During the economic boom there were far more resorts, as many as 700, but when the economy stalled, many operators were forced to close down. The arrival of snowboarding changed everything. Why? Because the third and most important difference between Western and Japanese resorts is the bone-dry powder snow that is reliably and generously dispersed across the mountains. Hokkaido Island is a genuine paradise for powder hounds. Hokkaido comprises the region around Sapporo, which hosted the Olympic winter games in 1972, the ski resort of Niseko United with its 29 lifts and 55 kilometers of ski runs, and Yoichi and Otaru on the east coast, where cold air flows in from Siberia, bringing with it humidity from the ocean. Nagano on the main island of Honshu hosted the 1998 games. Connoisseurs consider Nozawa Onsen, situated 46 kilometers north of the city, to be among one of the best ski resorts in the world.
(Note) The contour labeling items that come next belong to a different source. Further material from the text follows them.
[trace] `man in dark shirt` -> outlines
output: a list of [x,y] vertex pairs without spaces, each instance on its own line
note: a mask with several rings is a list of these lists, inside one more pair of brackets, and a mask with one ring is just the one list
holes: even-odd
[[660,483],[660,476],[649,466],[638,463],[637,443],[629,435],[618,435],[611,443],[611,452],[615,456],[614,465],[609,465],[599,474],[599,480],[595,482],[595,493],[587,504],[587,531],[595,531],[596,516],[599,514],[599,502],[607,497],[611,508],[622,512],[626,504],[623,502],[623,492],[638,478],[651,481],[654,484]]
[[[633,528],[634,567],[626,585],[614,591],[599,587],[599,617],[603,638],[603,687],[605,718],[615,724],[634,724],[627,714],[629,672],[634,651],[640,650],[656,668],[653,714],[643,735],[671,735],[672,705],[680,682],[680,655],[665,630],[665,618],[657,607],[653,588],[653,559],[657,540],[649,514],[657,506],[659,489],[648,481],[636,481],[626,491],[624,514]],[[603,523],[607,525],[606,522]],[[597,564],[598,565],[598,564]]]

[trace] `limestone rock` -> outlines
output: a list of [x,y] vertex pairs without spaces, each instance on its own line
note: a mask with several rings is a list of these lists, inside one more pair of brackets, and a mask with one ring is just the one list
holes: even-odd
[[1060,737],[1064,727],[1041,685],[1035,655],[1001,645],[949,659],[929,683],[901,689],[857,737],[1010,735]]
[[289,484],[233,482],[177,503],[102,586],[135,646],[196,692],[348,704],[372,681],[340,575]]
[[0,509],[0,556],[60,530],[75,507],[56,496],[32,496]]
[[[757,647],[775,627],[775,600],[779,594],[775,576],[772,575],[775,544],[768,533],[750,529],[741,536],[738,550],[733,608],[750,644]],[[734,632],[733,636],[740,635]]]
Visitors have long come from further afield than Japan: China, the Pacific region, Europe and the U.S. Those who would like to indulge in a particular treat have themselves pulled up into the unspoiled, white silence by a caterpillar tractor or a helicopter. Face downhill, breathe in deeply and off you go on the run of a lifetime!
Satoshi Takae, the young man from Tokyo, has been exerting himself on the slopes all day. He has ridden to the top and sped downhill as many times as his ski pass would allow him. Now, surrounded by glittering frost, he floats in the comfortable hot waters of an onsen and looks up into the clear, starry night skies. For a few seconds, he holds his breath. That is what eternity must feel like. On Monday, he will be back, forging ahead on his career path, but the hustle and bustle of the big city will not cause him undue stress. At home, in his tiny apartment, his snowboard hangs on the wall like a trophy. The season has only just begun, and in Japan, happily, the mountains are never far away.